Whether a robot identifies itself or not with a User-Agent string is besides the point. Many webmasters use "spider traps" which basically consist of an invisible link on the index page of a website, pointing to a file which is disallowed in robots.txt. If any requests are made for that file, the IP address of the requestor is automatically banned from any further requests. Thus, robots not following the robots.txt convention could quickly find themselves banned from many websites. If you plan to distribute your spidering software, I recommend building in compliance with robots.txt, or it could soon become useless. Doing so would satisfy more than just professional courtesy and netiquette, but also just makes sense from a perspective of self-interest.
|I am a developer creating an http text only data mining tool, that is currently indistinguishable from a browser. |
Please clarify. Are you simply referring to the User-agent and referrer string?
Wilderness, it is easy enough to make a spider look like a browser. You have to pay attention the timing, secondary requests, cookie acceptance, and header information a bit beyond UA.
I faked out Direct Hit for years using a browser masquerading bot that rotated IPs. Using such a bot is a lot of work, but it was well worth it at the time.
Just walked in the door and caught this thread. Good question.

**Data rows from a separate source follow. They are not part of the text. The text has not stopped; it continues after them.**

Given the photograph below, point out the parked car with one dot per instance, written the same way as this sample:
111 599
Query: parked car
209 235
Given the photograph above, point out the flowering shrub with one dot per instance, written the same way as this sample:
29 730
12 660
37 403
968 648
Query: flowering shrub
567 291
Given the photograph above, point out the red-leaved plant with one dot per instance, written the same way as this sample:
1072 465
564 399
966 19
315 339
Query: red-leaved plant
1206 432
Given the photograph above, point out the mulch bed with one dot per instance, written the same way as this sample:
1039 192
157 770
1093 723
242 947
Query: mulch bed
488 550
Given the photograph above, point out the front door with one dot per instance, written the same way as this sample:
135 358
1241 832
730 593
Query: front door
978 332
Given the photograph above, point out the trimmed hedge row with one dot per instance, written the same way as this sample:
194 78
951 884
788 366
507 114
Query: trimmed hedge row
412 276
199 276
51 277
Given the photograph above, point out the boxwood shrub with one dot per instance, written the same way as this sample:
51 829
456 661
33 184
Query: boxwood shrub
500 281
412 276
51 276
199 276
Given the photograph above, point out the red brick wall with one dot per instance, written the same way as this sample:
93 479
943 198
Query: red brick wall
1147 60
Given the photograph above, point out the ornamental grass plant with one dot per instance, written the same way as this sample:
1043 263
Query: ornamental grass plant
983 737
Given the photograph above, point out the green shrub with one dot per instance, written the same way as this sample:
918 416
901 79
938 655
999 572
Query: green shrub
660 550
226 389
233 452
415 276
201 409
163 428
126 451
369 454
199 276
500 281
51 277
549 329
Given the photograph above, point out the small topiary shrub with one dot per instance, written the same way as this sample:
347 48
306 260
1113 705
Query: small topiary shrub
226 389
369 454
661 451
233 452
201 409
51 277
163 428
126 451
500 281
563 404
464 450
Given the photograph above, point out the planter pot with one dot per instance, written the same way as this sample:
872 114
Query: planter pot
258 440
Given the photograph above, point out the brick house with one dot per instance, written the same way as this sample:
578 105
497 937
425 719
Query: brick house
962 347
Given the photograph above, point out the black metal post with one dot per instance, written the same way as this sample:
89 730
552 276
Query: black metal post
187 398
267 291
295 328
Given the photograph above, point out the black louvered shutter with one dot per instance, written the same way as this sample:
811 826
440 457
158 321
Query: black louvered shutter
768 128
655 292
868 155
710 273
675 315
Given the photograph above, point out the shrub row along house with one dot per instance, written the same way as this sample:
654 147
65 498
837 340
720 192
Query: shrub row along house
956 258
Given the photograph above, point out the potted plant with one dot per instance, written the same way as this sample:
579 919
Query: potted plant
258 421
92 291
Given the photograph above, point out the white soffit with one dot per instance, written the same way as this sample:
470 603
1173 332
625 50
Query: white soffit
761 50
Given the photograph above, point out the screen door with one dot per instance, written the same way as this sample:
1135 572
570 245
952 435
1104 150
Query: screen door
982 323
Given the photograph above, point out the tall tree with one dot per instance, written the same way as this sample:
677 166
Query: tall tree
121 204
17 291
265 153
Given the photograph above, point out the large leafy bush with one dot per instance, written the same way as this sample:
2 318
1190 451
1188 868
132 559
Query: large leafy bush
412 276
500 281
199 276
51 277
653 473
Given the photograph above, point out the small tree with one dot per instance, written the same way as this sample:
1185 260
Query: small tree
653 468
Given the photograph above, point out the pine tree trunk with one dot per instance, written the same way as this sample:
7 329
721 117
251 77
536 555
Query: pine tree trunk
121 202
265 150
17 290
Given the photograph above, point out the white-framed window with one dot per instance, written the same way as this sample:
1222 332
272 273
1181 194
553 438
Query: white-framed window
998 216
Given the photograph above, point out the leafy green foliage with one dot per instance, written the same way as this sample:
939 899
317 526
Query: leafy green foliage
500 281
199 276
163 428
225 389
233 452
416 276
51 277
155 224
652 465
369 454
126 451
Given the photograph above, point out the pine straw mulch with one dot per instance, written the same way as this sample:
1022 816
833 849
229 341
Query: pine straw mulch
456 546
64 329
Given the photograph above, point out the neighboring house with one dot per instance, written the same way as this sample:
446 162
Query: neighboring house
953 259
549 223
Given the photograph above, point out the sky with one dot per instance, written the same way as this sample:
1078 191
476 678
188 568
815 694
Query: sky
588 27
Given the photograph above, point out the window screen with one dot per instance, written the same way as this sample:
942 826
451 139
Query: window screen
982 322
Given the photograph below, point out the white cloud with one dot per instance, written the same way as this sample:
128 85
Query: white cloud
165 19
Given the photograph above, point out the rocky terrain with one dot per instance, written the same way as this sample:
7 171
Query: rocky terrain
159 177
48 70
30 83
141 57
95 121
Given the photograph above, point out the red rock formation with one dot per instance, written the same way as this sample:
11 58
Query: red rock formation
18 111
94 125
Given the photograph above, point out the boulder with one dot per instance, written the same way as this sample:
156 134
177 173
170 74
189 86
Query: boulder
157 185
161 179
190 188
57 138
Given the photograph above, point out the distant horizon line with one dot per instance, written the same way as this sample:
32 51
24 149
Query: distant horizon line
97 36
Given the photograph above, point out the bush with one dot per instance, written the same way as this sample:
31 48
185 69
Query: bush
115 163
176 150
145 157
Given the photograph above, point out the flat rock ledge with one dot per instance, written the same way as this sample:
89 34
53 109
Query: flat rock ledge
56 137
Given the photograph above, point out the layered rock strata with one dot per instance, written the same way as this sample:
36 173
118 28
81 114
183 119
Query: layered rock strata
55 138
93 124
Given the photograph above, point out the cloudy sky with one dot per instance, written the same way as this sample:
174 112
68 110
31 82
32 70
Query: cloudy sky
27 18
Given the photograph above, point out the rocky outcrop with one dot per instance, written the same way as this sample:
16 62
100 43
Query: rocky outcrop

|I cannot see the incentive... |
When incentive is lacklng, go for honesty and integrity. Or, making your work count for something decent. Or, letting yourself be known as someone that deals with others honorably.
|Whether a robot identifies itself or not with a User-Agent string is besides the point. Many webmasters use "spider traps" |
Here's an example of what volatilegx expressed.
travered my dime store trap.
188.8.131.52 - - [12/Jun/2003:16:42:33 -0700] "GET / HTTP/1.1" 200 9409 "-" "Mozilla/4.0 (compatible; MSIE 5.01; Windows NT)"
|Wilderness, it is easy enough to make a spider look like a browser. |
In order for that to work on me and my sites, considering their content and how the person who created the pages is aware of precisely what traffic was intended?
The hiding bot would need to be aware of some IP ranges which have previously visited my sites as well as ranged that are either denied or allowed.
I'm not saying that what you say is not possible in most instances. just that it wouldn't work on my sites considering their limited audience.
|Wilderness I cannot resist a challenge. |
Here's a challenge: Write a correctly-implemented robots.txt parser module, and have your 'bot obey the directives. Otherwise, your creation will suffer the same fate as Indy Library and other previously-useful 'bots whose authors neglected to enforce robots.txt compliance in their licensing agreements... Ignomy.
Let us not reveal the inner workings of our various traps lest we be speaking with unfriendly agents here.
And on Jim's suggestion, I bow out of this thread.